Feature request: anonymous telemetry

qdm12 / gluetun

VPN client in a thin Docker container for multiple VPN providers, written in Go, and using OpenVPN or Wireguard, DNS over TLS, with a few proxy servers built-in.

https://hub.docker.com/r/qmcgaw/gluetun

MIT License

7.32k stars 347 forks source link

Feature request: anonymous telemetry #2001

Open qdm12 opened 8 months ago

qdm12 commented 8 months ago

What's the feature 🧐

Generate random id and store it in /gluetun
Send id to qqq.ninja/gluetun over https when tunnel is up the first time only
Optional environment variable TELEMETRY_EMAIL users can set for me to create a mailing list

Since this doesn't affect performance nor anonymity, this will be always enabled. It is used to measure how many active users there are, and may be extended in the future.

EDIT post discussion:

Always disable for the custom provider to not leak the VPN server Ip address, which might be a personal one or company one.

Extra information and references

No response

Gylesie commented 8 months ago

I would like to provide feedback.
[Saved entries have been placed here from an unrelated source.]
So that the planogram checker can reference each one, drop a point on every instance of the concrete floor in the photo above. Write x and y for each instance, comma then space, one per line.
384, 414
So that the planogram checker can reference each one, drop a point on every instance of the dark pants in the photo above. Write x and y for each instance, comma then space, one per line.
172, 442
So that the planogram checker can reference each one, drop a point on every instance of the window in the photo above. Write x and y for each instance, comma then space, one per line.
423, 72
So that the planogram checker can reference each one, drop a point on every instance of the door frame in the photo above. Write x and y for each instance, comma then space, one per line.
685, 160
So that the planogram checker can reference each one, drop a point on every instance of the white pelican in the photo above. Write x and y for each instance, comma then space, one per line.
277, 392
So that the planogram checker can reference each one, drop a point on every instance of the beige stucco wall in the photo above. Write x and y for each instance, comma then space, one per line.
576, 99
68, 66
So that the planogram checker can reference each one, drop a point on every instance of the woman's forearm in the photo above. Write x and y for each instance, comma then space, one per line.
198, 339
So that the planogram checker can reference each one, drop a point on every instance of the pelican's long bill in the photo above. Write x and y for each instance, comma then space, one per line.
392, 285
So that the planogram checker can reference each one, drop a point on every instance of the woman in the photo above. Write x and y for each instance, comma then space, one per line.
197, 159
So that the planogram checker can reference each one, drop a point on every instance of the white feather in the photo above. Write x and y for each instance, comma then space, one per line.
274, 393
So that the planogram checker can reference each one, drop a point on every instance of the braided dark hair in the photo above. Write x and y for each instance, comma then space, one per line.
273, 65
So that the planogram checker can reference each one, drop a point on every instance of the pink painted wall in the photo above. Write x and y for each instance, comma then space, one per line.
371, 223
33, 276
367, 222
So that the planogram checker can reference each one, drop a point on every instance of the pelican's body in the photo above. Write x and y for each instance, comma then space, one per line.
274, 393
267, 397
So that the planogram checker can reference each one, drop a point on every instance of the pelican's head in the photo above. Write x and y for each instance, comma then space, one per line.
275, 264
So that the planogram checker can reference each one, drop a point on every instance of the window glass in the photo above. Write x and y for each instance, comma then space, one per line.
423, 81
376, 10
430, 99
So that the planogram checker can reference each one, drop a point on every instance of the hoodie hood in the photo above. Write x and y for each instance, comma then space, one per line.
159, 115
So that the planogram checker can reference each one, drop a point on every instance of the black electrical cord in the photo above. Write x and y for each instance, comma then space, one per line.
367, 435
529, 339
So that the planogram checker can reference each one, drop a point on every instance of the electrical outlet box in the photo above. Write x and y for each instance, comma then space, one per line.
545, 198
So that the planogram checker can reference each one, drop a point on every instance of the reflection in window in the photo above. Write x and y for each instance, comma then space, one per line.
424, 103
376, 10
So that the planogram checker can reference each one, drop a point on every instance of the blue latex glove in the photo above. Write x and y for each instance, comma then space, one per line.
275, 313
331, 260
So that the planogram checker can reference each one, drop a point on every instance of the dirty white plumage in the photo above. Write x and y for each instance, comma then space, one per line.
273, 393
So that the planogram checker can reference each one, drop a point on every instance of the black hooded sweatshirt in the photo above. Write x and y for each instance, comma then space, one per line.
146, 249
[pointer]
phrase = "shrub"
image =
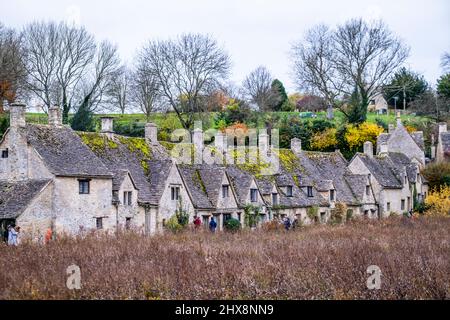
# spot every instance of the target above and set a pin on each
(438, 201)
(437, 174)
(232, 225)
(173, 225)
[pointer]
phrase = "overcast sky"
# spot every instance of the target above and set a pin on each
(254, 32)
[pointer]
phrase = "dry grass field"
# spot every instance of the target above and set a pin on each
(319, 262)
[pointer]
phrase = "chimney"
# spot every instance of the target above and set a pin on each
(391, 128)
(197, 140)
(442, 127)
(151, 133)
(368, 149)
(219, 141)
(263, 141)
(296, 145)
(55, 116)
(399, 120)
(384, 148)
(17, 115)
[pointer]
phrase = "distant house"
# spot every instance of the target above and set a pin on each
(378, 104)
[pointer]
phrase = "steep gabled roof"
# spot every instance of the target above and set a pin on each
(383, 170)
(16, 196)
(192, 179)
(119, 153)
(63, 152)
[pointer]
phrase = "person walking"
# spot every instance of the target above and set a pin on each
(212, 225)
(197, 222)
(287, 223)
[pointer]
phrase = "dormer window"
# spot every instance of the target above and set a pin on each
(175, 193)
(83, 186)
(309, 191)
(274, 199)
(127, 198)
(289, 191)
(253, 195)
(225, 191)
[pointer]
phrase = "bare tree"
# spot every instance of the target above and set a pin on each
(356, 57)
(445, 63)
(98, 78)
(314, 71)
(145, 89)
(185, 69)
(12, 71)
(119, 90)
(257, 87)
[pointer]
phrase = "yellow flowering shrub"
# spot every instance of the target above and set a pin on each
(438, 201)
(357, 135)
(324, 140)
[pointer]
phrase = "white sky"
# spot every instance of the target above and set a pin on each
(254, 32)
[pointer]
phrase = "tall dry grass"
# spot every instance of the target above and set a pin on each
(321, 262)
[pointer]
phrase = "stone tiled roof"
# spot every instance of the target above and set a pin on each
(16, 196)
(241, 182)
(383, 169)
(119, 154)
(196, 188)
(63, 152)
(159, 171)
(330, 170)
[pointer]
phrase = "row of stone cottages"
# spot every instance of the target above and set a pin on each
(54, 177)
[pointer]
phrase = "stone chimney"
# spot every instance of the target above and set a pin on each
(384, 148)
(368, 148)
(55, 116)
(219, 141)
(197, 140)
(296, 145)
(399, 120)
(391, 128)
(17, 115)
(263, 141)
(151, 133)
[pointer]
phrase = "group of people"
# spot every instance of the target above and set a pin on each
(12, 235)
(288, 224)
(212, 223)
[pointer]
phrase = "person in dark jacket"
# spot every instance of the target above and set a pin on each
(212, 225)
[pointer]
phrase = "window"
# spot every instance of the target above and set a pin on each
(226, 216)
(225, 191)
(175, 193)
(289, 191)
(309, 189)
(83, 186)
(99, 223)
(127, 198)
(274, 198)
(253, 195)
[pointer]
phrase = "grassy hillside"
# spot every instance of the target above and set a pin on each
(318, 262)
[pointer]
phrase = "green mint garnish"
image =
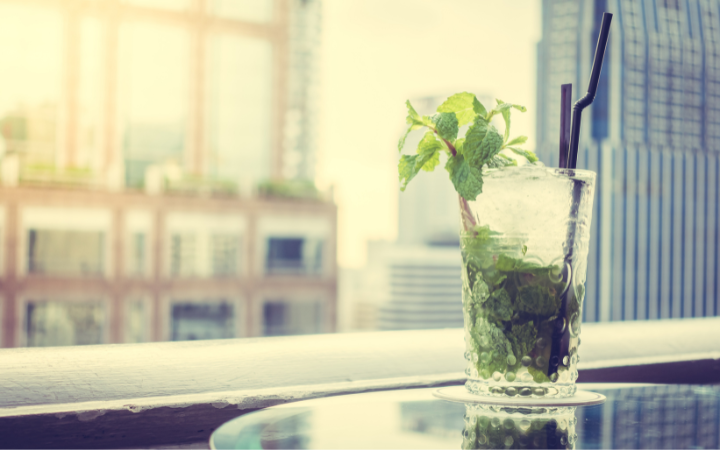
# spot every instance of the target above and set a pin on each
(468, 155)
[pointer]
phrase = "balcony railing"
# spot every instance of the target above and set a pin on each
(159, 394)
In my opinion having any kind of tracking is unacceptable for project such as this. I hope this feature can be turned off via ENV variable.

Stetsed commented 8 months ago

So while I do understand why you want telemtry, I do not think it should be opt-out and should instead be opt-in. This project can contain sensitive information as it reveals who is using Gluetun and as such who might/is using a VPN of some kind. As such I think this should be opt-in, however it can be in the standard docker-compose/documentation. However it should be a clear enviroment variable like ENABLE_TELEMTRY, which by default is false unless specified to be true.

qdm12 commented 8 months ago

@Gylesie @Stetsed I was expecting some users to complain, but what sensitive information does it leak? I understand we've been terrorized with for example Microsoft using telemetry as a disguise for spyware, but please read this issue again, you are misunderstanding.

What sensitive information would be leaked!? Especially since the code is open source, you can clearly verify what is sent. As it is mentioned it would send a randomly generated id to my own server, to have an idea how many active users there are. The later step would be to, for example, add the Gluetun version number (to have a count of users per Gluetun version). The worst thing this could leak would be the VPN server IP address, but I really don't care about the VPN server IP address reaching my server, and I cannot understand why one user may care especially since it's a random id associated with it, it's really anonymous.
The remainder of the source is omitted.